Peneliti Sebut Kenaikan Harga Rokok Pengaruhi Perilaku Konsumen
MANGUPURA, NusaBali.com - Para peneliti IDF (Indonesian Development Foundation) melakukan penelitian untuk memahami perilaku dan pengambilan keputusan konsumen terkait combustible cigarettes/rokok tradisional (CC), electric cigarettes/rokok elektrik (EC), dan keinginan berhenti merokok. Hasil penelitian menunjukkan variable harga berpotensi besar memengaruhi perilaku merokok di Indonesia.
Studi ini mengeksplorasi pilihan yang dibuat perokok ketika dihadapkan dengan beberapa pilihan jenis rokok berdasarkan kandungan nikotin, pesan peringatan dampak merokok, harga rokok, dan rasa/ aroma dalam mempengaruhi keputusan mereka, serta bagaimana kebijakan-kebijakan yang ada dapat memengaruhi pemilihan jenis rokok.
“Hasil estimasi menunjukkan bahwa harga rokok memiliki efek negatif yang signifikan terhadap pilihan merokok, baik CC maupun EC. Ketika harga CC naik, lebih sedikit responden yang memilih rokok tradisional (CC). Hal yang sama juga terjadi pada EC, ketika harga EC naik, maka lebih sedikit individu yang memilih rokok elektrik (EC),” ujar Managing Director IDF Harris Siagian dalam acara International Research Forum 2024, di Kuta Selatan, Badung, Senin (21/10/2024).
Studi ini menggunakan teknik analisis data Linear Probability Model (LPM), Logistic Regression, dan Macfadden's Conditional Logit Regression. Pengumpulan data dilakukan melalui survei yang melibatkan 627 responden di seluruh Indonesia, dengan mayoritas adalah laki-laki (89,5%) dalam kelompok usia 25-39 tahun (59,5%). Sebagian besar responden merokok setiap hari (79,3%), dan lebih dari setengahnya mempertimbangkan untuk berhenti dalam enam bulan ke depan (58,1%).
Rata-rata responden mengonsumsi rokok electric (vape) dalam 12 hari pada satu bulan terakhir. Lebih dari setengah responden memiliki gelar sarjana (51,4%), sebanyak 64,3% bekerja penuh waktu, dan 80,1% responden tinggal di daerah perkotaan.
Harris mengatakan, meskipun mampu memengaruhi perilaku perokok, skema kebijakan harga, khususnya dengan meningkatkan harga baik pada CC maupun EC juga berpotensi menghasilkan ekternalitas negatif berupa peningkatan peredaran produk tembakau ilegal.

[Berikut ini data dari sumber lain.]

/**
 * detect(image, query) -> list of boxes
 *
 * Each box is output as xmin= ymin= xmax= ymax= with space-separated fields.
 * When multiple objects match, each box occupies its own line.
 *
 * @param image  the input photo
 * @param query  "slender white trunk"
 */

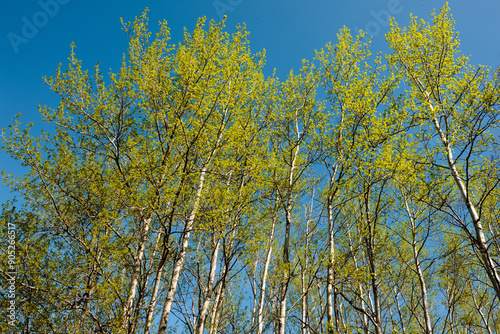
xmin=158 ymin=165 xmax=207 ymax=334
xmin=195 ymin=240 xmax=220 ymax=334
xmin=257 ymin=213 xmax=277 ymax=334
xmin=144 ymin=233 xmax=167 ymax=334
xmin=422 ymin=85 xmax=500 ymax=300
xmin=123 ymin=217 xmax=151 ymax=333
xmin=326 ymin=198 xmax=338 ymax=334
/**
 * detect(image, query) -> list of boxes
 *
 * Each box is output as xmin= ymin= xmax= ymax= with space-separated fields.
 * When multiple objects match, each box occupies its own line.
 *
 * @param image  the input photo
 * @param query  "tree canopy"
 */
xmin=0 ymin=5 xmax=500 ymax=334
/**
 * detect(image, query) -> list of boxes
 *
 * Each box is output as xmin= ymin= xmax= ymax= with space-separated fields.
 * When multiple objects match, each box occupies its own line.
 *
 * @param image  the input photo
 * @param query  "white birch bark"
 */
xmin=123 ymin=217 xmax=151 ymax=333
xmin=158 ymin=165 xmax=207 ymax=334
xmin=195 ymin=240 xmax=220 ymax=334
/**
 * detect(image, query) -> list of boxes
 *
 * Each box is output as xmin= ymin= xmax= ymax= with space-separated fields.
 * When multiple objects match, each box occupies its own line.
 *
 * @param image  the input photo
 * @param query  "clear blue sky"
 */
xmin=0 ymin=0 xmax=500 ymax=203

Untuk itu, langkah-langkah komprehensif seperti kampanye pendidikan publik, program penghentian merokok, pembatasan iklan, dan kebijakan bebas rokok juga perlu diintensifkan.
“Intervensi kebijakan pemerintah melalui pembatasan variasi rasa/aroma CC dan EC seperti rasa buah dan permen bagi konsumen remaja sangat penting dilakukan untuk mencegah inisiasi remaja dalam merokok,” kata kata Harris.

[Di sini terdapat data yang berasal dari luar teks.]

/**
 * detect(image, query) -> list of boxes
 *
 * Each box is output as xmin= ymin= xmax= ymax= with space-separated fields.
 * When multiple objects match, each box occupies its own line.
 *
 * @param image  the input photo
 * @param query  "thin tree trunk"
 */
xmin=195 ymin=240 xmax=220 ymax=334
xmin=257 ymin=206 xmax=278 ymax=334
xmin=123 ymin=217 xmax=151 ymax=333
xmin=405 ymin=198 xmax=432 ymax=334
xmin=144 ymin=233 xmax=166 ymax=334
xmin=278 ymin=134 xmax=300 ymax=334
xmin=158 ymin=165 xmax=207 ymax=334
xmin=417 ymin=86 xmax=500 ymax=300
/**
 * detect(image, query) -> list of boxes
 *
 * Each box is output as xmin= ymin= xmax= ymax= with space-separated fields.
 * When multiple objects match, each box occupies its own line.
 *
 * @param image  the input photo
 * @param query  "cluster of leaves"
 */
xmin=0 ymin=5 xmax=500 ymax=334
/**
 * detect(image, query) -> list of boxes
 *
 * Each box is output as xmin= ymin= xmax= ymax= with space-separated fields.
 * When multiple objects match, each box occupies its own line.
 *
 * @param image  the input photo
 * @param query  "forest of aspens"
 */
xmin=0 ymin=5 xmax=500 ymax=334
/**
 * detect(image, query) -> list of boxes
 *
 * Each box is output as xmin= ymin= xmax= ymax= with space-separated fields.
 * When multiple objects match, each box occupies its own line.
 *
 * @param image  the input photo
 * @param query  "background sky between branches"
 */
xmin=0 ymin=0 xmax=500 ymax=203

Di sisi lain, berdasarkan hasil analisis, EC justru dapat menjadi bagian dari strategi Produk Pengurangan Bahaya Tembakau (Tobacco Harm Reduction Products, THRP) dengan membuatnya secara finansial lebih menarik dibandingkan rokok CC. Hal ini dapat mendorong perokok untuk beralih ke EC atau pada akhirnya akan berhenti merokok.
Anggota tim peneliti IDF Felix Handoyo mengungkapkan beralih dari CC ke EC dapat membantu mengurangi risiko kesehatan bagi perokok dewasa aktif dan dianggap lebih efektif daripada terapi penggantian nikotin untuk berhenti merokok.

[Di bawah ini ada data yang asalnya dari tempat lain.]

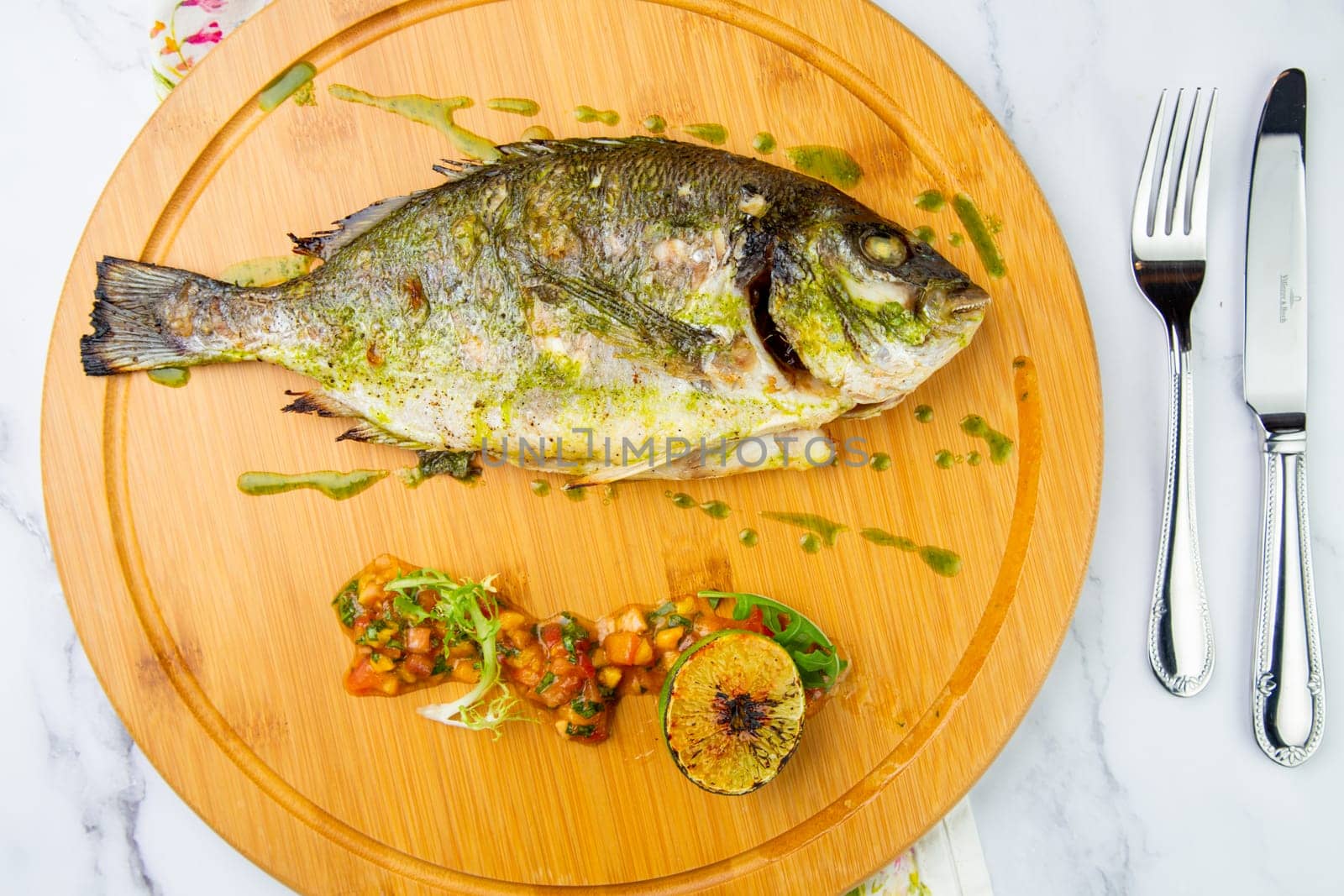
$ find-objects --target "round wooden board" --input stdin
[43,0,1102,893]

Ia menegaskan, EC memiliki dampak kesehatan yang tidak lebih baik dari CC. Namun sejalan dengan berbagai penelitian yang menyebutkan bahwa beralih dari CC ke EC dapat membantu mengurangi risiko kesehatan yang diakibatkan TAR pada CC.
Dalam konteks perokok Indonesia, mendorong terjadinya peralihan ke produk dengan tingkat risiko kesehatan yang lebih kecil atau bahkan mendorong mereka untuk berhenti merokok sangatlah penting. Sebab Indonesia tergolong negara yang memiliki angka kematian tinggi yang disebabkan oleh tembakau (132 hingga < 200 per 100.000 penduduk) dan Disability-Adjusted Life Years (DALY) (3600 hingga <5.000 per 100.000 penduduk).
“Perubahan konsumsi CC ke EC dapat menjadi media bagi perokok secara bertahap untuk berhenti merokok atau mengurangi prevalensi merokok yang akhirnya dapat meminimalkan risiko kesehatan,” jelas Felix.